Across the United States, hate groups are most active in areas with lower levels of education and ethnic diversity and a higher prevalence of poverty and conservative politics, according to a new study by geographers at the University of Utah.

But a closer analysis of individual U.S. counties reveals varied and unique regional patterns to what drives hate-group activity, the U. researchers found.

“There is no one specific cause of hate, though generally speaking, it typically stems from fear,” says their study, published Friday in Annals of the American Association of Geographers. “… Fear of change, fear of marginalization, fear of resource loss. These fears are different based on place.”

Hateful activity drops off, for example, as religious participation increases in areas along the West Coast and in the Intermountain West, the study found. Yet in the central and southeastern U.S. and along the East Coast, higher levels of religious faith correlate with more hate.

Those differences, the study said, may reflect diverse ethnic and cultural histories from region to region, with organized hate motivated by a desire to protect against perceived threats that “outsiders” might pose to regional identity, status and economic security.

“We ended up seeing these distinct regions coming out,” said Emily Nicolosi, a U. doctoral candidate in geography and study co-author. “There’s a lot more work to do in geography as a discipline, looking at hate and how it’s different in different places.”

Mapping hatred

In their research, Nicolosi and U. assistant professor Richard Medina compared U.S. census and other demographic data with the activities of hate groups as tracked by the Southern Poverty Law Center, a legal advocacy nonprofit based in Alabama.

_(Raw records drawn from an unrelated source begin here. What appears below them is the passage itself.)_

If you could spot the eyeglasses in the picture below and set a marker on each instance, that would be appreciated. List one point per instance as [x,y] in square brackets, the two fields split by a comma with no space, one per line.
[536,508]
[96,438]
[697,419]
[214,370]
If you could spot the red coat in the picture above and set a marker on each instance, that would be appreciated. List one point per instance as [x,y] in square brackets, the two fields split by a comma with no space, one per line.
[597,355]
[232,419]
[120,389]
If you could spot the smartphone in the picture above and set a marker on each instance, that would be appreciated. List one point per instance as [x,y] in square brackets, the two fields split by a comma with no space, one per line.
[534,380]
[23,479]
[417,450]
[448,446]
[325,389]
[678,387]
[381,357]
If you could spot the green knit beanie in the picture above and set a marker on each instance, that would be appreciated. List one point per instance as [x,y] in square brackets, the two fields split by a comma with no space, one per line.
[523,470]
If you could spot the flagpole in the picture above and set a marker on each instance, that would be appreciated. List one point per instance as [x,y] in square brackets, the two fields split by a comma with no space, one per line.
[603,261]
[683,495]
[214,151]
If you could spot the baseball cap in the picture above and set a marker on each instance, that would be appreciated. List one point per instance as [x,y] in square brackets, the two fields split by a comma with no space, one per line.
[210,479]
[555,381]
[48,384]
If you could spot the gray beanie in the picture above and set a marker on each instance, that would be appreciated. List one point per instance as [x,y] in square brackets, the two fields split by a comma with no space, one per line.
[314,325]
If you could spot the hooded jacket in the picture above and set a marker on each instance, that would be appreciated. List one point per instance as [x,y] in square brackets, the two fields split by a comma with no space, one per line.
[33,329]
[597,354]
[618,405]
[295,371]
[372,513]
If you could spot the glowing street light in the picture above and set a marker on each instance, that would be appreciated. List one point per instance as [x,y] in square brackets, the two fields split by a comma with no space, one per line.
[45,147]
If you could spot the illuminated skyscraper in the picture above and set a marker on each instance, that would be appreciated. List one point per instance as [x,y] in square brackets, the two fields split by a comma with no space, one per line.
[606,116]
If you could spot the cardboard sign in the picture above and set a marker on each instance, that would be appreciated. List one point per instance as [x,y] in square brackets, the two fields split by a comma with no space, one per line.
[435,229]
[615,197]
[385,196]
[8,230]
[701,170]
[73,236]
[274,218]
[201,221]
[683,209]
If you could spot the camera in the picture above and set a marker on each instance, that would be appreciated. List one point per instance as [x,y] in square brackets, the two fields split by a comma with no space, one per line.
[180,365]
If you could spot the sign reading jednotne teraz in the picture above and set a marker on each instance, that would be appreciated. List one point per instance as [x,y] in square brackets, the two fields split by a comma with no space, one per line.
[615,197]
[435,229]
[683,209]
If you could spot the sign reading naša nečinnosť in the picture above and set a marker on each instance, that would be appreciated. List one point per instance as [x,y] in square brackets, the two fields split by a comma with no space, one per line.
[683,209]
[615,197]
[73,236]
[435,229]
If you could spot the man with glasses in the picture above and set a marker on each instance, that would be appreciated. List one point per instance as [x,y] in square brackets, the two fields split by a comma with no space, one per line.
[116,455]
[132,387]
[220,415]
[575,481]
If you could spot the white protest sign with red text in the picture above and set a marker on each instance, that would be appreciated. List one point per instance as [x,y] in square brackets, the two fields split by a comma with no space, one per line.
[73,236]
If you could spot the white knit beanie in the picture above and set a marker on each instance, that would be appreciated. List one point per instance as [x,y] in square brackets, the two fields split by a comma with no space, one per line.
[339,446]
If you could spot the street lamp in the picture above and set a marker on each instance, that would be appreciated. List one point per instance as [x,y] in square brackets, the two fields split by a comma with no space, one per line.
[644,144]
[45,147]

The center’s list included 784 groups, ranging from white nationalist organizations such as American Vanguard to the Nation of Islam and Sicarii Black Hebrew Israelites.

“I think they have the most comprehensive list,” Medina said. “It’s still missing a bunch, I’m sure.”

A “hate map” on the Southern Poverty Law Center website shows two active groups in Utah: American Vanguard and the Fundamentalist Church of Jesus Christ of Latter-day Saints, a break-away Mormon sect based in the twin municipalities of Hildale, Utah and Colorado City, Arizona.

(AP file photo) Warren Jeffs, former leader of the Utah- and Arizona-based Fundamentalist Church of Jesus Christ of Latter-Day Saints, listed as a hate group by the Southern Poverty Law Center. A new study from University of Utah geographers has found unique regional differences in what drives hate-group activity.

Nicolosi said a geographical approach to studying hate in America highlights the distinct community roots that fuel those tensions. And because factors that contribute to hate are local, she said, so too are the potential ways of combating crimes that are driven by hatred and bias.

“People have ideas, perhaps, about who belongs in a particular place and who doesn’t,” Nicolosi said. “It’s possible that outsiders are maybe perceived as a threat to socioeconomic security, or even to people’s very identity when people construct their identity out of a place.”

Regional answers

The study suggests that while some common factors fuel hate groups across the country, there is no single solution for addressing hate nationwide.

“Hate in the United States cannot just be remedied with increase quality or quantity of education, or by raising the minimum wage,” the report states. “Fixing the problem requires a much more complete understanding of regional cultures, individual biases, and political responses to social and economic change.”

Medina said his interest in the subject stemmed from earlier studies on global terrorism. Researching the threat of foreign actors, he said, turned his attention to domestic dangers.

“I started to be more concerned about violence here in the states,” Medina said. “When I think about my family and my kids and what they’re going to be most at risk from — it’s people here.”

Medina said his next project deals with hate crimes, which have spiked since the 2016 election. He said it’s important that politicians and government understand their regions and factors that correlate with hate group activity.

“If you’re talking to policymakers, they need to know their region,” Medina said. “They need to know their constituents.”

The study suggests that additional research is needed to more closely identify factors that relate to hate group activity, its authors said.

In highlighting religion — which the U. study shows having both a positive and negative correlation with hate groups depending on the region — they noted the potential to research the effects of specific faith denominations on hate, as well as how ardent believers might be in a particular community.